In recent months, the motherboard has been working OK without using nosmp, with a single HD and 64 bit kernels desktop-3.16.7-24 & 29 with a different HD and 13.2 installation. I had to loan out its 500G RAID1 pair for burn-in of the Haswell motherboard destined for this machine with the 1T RAID with which the problem arose. The 500G RAID1 pair was configured to be able to substitute for the 1T RAID1, with 13.1, 13.2 and TW. While in the temporary home of the Haswell, I replaced its TW installation with a 64 bit 13.2. Now that I've returned the 500G RAID to the problem motherboard, *and* done more zypper ups, this is continuing to be non-reproducible in 13.2 in either 32 bit or 64 bit.

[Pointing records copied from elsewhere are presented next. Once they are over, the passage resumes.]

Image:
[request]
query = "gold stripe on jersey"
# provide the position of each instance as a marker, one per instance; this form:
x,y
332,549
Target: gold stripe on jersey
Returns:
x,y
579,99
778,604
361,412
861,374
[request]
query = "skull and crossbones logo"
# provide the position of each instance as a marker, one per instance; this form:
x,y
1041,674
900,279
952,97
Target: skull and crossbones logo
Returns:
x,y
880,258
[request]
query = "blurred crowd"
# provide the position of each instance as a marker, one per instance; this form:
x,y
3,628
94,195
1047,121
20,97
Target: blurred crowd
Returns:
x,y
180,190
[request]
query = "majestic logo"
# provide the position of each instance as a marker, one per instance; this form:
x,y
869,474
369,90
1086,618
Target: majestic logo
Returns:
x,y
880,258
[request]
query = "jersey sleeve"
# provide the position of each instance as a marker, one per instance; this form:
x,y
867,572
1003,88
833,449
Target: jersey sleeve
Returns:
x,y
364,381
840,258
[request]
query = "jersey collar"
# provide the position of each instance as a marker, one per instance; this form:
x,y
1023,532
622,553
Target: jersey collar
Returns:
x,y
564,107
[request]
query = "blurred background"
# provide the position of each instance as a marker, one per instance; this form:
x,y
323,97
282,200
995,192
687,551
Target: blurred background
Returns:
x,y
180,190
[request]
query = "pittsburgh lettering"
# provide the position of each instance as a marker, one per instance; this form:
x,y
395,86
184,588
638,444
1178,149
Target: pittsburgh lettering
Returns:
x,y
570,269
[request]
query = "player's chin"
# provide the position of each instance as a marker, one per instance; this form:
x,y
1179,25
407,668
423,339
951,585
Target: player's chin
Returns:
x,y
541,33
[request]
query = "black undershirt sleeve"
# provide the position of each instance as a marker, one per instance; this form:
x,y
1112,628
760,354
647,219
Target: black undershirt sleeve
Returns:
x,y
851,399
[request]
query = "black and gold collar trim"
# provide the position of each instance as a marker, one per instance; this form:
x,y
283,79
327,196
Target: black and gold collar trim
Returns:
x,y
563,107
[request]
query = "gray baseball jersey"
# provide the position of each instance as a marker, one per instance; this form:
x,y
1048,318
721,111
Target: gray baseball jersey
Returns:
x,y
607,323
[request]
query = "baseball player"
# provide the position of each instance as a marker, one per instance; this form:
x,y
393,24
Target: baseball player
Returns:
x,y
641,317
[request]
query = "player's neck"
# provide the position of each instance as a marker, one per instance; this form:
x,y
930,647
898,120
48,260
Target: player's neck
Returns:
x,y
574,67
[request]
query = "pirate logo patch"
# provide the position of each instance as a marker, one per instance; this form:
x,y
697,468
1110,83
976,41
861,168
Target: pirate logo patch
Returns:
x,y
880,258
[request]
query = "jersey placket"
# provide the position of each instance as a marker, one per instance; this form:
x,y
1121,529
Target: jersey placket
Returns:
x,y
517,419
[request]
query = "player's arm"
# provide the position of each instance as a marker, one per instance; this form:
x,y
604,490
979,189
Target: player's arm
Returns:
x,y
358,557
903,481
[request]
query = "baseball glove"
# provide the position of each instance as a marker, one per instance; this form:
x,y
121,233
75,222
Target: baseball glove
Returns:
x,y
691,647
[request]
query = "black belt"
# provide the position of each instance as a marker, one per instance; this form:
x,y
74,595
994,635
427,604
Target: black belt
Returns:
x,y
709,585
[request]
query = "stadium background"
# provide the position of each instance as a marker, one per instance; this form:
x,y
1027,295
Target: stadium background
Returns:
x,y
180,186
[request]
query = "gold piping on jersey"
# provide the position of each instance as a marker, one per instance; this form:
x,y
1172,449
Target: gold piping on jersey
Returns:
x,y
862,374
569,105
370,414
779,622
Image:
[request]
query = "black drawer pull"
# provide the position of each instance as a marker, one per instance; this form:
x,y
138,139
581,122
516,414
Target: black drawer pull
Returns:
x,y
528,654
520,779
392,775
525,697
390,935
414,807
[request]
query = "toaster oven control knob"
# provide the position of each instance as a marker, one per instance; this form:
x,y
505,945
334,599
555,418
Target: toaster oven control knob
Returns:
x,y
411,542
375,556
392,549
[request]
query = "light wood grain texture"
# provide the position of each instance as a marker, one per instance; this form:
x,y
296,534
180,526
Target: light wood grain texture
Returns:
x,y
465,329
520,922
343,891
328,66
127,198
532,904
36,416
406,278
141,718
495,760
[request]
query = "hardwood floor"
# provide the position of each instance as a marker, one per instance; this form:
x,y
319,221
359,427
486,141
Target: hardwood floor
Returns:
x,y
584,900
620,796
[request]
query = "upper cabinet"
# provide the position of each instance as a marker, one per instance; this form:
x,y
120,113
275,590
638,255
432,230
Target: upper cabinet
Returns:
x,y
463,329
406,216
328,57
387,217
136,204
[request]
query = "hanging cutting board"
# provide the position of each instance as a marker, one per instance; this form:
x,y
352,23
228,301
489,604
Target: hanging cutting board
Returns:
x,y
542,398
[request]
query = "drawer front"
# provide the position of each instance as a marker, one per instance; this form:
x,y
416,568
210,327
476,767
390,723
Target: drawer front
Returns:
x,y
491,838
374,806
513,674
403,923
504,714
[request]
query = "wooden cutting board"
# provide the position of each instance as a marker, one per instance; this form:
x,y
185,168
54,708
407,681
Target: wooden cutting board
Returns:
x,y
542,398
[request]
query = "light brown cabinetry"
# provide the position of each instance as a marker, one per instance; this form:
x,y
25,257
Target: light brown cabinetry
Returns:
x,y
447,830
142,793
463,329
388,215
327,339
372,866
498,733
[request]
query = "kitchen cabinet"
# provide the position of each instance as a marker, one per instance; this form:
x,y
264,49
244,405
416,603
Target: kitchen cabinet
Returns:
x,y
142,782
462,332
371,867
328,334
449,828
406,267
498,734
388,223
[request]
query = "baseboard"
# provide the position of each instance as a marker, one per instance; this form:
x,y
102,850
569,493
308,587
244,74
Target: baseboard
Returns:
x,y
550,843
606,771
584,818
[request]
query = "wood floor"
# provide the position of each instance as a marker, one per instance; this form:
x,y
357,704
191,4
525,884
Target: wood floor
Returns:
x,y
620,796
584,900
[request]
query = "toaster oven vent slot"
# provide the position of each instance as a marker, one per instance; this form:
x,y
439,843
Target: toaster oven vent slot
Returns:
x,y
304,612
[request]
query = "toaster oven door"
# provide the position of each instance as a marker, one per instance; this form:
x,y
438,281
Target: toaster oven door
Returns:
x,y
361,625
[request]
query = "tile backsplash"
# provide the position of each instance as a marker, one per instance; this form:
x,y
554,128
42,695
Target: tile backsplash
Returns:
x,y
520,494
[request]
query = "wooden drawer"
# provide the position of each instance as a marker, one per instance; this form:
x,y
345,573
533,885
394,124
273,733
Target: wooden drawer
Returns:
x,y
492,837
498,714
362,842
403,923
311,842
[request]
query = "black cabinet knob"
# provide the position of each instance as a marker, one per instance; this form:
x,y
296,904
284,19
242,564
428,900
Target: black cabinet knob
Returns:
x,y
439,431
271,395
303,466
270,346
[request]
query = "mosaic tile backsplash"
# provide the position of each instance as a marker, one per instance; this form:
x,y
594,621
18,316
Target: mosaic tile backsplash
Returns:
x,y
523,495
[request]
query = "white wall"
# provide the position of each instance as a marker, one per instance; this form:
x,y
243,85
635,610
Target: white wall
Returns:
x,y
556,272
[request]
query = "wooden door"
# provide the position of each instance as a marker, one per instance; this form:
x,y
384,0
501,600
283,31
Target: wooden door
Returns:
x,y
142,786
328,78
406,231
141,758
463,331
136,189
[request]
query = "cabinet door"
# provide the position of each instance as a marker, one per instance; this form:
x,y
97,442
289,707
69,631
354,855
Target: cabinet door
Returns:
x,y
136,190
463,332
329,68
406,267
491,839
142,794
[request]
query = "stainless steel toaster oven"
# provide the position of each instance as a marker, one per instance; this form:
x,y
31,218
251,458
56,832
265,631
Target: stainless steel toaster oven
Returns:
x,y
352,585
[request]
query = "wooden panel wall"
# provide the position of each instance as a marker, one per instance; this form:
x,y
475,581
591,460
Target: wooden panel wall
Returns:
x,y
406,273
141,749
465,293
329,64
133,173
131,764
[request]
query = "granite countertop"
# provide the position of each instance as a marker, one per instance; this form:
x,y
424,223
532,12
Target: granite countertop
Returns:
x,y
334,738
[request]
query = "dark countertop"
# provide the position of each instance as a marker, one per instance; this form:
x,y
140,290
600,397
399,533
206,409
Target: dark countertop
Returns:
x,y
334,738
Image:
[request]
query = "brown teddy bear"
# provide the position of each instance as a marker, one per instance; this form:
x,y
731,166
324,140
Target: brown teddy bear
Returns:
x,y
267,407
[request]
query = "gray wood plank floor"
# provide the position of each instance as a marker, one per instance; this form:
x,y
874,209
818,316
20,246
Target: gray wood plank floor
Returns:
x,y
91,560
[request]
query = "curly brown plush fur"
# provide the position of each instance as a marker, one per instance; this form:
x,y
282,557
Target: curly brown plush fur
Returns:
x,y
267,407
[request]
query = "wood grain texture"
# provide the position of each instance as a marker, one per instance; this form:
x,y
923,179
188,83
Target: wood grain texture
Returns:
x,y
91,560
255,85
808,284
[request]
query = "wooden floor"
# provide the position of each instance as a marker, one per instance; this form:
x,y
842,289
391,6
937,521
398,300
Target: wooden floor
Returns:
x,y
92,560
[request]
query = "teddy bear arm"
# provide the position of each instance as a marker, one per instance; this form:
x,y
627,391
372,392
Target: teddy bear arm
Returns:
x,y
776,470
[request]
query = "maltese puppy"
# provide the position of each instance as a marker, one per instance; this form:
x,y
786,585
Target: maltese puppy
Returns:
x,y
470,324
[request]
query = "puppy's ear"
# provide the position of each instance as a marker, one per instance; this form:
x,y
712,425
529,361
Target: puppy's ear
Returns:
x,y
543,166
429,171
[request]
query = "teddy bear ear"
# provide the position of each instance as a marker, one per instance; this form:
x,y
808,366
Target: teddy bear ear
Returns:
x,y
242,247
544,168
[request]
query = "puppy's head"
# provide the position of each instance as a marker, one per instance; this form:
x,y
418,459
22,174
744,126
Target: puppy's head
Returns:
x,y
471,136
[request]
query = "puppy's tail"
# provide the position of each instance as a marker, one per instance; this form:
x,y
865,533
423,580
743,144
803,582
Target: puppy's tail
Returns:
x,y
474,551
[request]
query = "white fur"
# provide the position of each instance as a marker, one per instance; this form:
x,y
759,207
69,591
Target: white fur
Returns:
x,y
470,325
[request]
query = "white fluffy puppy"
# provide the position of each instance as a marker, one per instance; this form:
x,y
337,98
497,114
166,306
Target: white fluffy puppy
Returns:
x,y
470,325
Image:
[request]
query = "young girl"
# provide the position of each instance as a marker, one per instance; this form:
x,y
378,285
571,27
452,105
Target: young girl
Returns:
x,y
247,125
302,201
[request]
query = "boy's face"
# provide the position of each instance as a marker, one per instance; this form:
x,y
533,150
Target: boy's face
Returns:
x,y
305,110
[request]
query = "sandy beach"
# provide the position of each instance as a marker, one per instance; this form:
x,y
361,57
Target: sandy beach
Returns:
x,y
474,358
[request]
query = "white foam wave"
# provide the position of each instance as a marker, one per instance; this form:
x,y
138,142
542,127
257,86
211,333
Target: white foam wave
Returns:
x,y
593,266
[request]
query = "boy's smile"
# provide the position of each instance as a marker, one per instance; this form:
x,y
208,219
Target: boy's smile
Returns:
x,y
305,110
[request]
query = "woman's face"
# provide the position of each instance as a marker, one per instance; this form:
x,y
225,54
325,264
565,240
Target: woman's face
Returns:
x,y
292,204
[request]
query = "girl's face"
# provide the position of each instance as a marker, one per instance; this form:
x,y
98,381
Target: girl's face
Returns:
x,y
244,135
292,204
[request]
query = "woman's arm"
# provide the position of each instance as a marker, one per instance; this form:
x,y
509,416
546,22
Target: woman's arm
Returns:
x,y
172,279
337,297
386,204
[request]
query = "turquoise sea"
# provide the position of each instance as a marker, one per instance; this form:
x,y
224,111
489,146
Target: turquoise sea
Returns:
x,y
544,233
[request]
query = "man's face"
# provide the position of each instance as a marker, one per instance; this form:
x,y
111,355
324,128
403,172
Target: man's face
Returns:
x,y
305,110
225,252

All that said, I still think there could be a bug, but one that's either BIOS-setting-related, or in the BIOS itself. I've had to spend a lot of time in BIOS setup in order to acquire stability. Simply setting BIOS to global failsafe isn't sufficient. The problem with tweaking BIOS is I never logged what I was doing, so can't be sure which BIOS setting(s) need to be non-default without disturbing the now comfortable dog. Selected current settings are:

RAM fully manual 6-6-6-18 @ 800Mhz
Sooth over clock disabled
Intelligent stepping manual
VCore over voltage +0.0125
RAM voltage +0.200
APIC enabled
On-Chip serial ATA setting: SATA Mode
JMB361 controller disabled
Azalia/HD Audio enabled
1394 disabled
Floppy controller enabled
Serial port disabled
IrDA port disabled
Parallel port disabled
All USB enabled except keyboard

If I ever stumble onto which setting(s), and think the problem is in software rather than BIOS or hardware, then I can revisit this, but I'm not planning to spend more time changing BIOS settings before the new battery goes dead. Discovery probably won't happen, as I'm about to replace the 32 bit 13.2 with Leap, and the comment 0 motherboard will probably not be coupled with the comment 0 motherboard again anyway. So given the many OS updates and the parts & HD swapping and BIOS tweaking have masked or eliminated the trouble:
	->
		worksforme
Comment 8 Felix Miata 2016-02-23 10:22:05 UTC
For the record, with currently installed kernel-desktop-3.16.7-7.1.i686, kernel-desktop-3.16.7-29.1.i686 & kernel-desktop-3.16.7-35.1.i686, and just removed  kernel-desktop-3.16.7-24.1.i686, nosmp continues to be required to prevent lockup (or with -7.1, endless loop of Call Traces) trying to boot.

All 13.1 i686 desktop kernels and TW i686 default kernels, and all 13.1, 13.2, 42.1 and TW x86_64 kernels have no such need. Neither does 13.2's  kernel-default-3.16.7-35.1.i586, and neither does 13.2's kernel-pae-3.16.7-35.1.i686.